だとしたら――
「天使をモチーフにした、新しいアトラクションでも紹介してるのかな?」
「……そうだとしたら、久遠は"自虐趣味"だね」
玲くんは睨み付けるように、機械を見ている。
端麗な顔が強張っている。
玲くんの中では、"よからぬ"前触れのように感じているのだろうか。
少なくとも、この事態に好意的ではない。
「……ん?」
やがて、ざあざあと…電波が乱れ始め、声が届かなくなってきた。
「おや? あれ…音が消えたな。ということは映像も途切れたな? この機械が悪いのか…いや違うな。現地のカメラがおかしいな」
聞こえなくなってしまった音声。
機械の不調は…偶然?
不安だけが募っていく。
"約束の地(カナン)"で何が起っているの?
久遠達は無事なの?
久遠は強い。
強いけれど…万が一のことがある。
久遠は決して他人に頼らない。
だから――
SOSを決して発さないから。
駆け付けて、安否を確かめたい。
玲くんは翳った顔をしたまま動かない。
三沢さんが他局に切り換えたけれど…
「あれ…他局も駄目だな。

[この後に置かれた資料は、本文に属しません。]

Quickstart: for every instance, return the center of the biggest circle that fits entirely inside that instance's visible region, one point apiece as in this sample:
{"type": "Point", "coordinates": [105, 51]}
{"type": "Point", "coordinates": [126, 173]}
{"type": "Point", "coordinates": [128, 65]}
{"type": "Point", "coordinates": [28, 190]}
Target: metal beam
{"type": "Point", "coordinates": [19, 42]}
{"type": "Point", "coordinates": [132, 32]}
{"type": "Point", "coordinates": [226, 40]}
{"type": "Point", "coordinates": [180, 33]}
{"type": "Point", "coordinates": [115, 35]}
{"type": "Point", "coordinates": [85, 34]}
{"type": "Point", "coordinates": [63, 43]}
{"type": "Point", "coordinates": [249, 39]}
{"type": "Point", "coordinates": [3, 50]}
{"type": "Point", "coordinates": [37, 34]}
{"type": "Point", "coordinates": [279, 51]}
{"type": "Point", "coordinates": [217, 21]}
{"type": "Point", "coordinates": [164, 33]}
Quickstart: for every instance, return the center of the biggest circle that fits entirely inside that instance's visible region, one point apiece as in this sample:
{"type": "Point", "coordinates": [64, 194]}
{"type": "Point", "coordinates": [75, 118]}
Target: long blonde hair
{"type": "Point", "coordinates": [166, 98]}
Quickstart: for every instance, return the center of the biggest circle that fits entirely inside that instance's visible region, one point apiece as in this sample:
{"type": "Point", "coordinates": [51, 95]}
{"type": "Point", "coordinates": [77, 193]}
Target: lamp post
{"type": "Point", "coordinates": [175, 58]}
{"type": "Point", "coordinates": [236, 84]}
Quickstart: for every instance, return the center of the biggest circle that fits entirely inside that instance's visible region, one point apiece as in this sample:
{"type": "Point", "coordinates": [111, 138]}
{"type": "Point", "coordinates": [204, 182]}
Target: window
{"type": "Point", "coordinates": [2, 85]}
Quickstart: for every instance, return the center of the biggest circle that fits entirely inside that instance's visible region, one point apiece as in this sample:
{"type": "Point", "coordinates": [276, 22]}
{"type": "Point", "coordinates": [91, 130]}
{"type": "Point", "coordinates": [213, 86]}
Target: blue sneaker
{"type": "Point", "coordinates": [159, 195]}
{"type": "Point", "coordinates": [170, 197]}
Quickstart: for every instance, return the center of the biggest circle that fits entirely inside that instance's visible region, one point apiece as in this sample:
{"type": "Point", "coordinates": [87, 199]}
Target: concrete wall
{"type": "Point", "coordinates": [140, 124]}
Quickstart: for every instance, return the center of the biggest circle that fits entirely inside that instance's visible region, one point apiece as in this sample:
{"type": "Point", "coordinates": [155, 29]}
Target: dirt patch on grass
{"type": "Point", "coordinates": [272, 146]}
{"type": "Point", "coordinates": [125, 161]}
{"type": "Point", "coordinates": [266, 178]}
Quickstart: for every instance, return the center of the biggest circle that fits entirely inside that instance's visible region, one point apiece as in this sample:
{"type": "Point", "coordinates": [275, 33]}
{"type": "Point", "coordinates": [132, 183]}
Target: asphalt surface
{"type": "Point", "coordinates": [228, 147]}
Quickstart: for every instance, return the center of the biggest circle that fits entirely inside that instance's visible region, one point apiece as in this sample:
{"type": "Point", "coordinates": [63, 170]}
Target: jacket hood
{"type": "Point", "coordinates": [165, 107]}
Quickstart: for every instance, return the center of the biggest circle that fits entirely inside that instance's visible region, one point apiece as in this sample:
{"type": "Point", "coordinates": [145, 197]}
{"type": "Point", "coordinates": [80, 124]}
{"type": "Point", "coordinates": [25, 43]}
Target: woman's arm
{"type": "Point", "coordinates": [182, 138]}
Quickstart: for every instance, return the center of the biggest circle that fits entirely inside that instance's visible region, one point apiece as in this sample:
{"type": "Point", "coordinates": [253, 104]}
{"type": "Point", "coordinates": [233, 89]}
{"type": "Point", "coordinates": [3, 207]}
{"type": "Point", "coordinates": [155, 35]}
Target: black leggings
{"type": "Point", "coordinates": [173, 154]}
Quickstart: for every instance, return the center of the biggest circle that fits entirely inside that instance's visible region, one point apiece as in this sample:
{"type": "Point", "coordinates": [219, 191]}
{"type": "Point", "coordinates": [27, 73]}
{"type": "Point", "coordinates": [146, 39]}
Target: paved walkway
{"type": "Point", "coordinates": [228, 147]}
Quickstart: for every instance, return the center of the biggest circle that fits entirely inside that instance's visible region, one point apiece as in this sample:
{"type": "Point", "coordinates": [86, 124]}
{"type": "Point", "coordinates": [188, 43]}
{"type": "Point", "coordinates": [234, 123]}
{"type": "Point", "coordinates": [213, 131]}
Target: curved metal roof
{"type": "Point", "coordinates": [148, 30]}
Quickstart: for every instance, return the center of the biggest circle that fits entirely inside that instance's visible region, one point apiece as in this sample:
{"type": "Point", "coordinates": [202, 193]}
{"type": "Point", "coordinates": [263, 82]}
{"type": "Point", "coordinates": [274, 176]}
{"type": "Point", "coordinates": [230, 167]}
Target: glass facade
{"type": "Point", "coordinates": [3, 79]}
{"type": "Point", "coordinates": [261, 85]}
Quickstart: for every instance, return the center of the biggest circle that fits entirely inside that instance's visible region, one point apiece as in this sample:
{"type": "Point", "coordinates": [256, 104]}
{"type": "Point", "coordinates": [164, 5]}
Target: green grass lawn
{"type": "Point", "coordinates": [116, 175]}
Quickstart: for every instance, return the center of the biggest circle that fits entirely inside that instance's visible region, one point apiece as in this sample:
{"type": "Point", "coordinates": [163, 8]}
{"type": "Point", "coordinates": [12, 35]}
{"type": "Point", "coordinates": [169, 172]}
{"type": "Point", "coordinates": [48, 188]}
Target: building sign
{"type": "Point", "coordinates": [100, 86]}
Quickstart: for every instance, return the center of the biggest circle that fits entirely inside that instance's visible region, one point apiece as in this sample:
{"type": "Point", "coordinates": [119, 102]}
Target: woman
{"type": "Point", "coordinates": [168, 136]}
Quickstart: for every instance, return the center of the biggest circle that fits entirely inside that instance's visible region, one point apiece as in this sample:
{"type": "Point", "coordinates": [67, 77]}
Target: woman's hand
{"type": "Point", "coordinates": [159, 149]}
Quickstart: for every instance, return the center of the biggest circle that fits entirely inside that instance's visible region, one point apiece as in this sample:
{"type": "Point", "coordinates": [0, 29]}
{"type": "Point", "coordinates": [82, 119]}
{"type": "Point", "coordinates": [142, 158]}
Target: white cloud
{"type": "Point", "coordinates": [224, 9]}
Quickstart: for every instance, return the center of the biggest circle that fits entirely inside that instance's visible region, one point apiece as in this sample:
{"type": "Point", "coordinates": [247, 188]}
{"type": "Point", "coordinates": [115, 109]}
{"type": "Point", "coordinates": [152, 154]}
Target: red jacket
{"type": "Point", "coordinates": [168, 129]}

音が出ない。ということは…この機械が悪いのか?
ん…此処だけは出るな」
突然飛び込んできた音声は。
『エコエコアザラク…』
『ぎょええええええ!!!』
「ひいいいいっっ!!!」
あたしは、思わずすてんと後ろに転がった。
ああ、やだわ。はしたない。
太股までずりあがったスカートはそそくさと直した。
見てないね?
というより、誰も見ようとしないよね。
あたしは、玲くんが不自然に目をそらしているのに気づかなかった。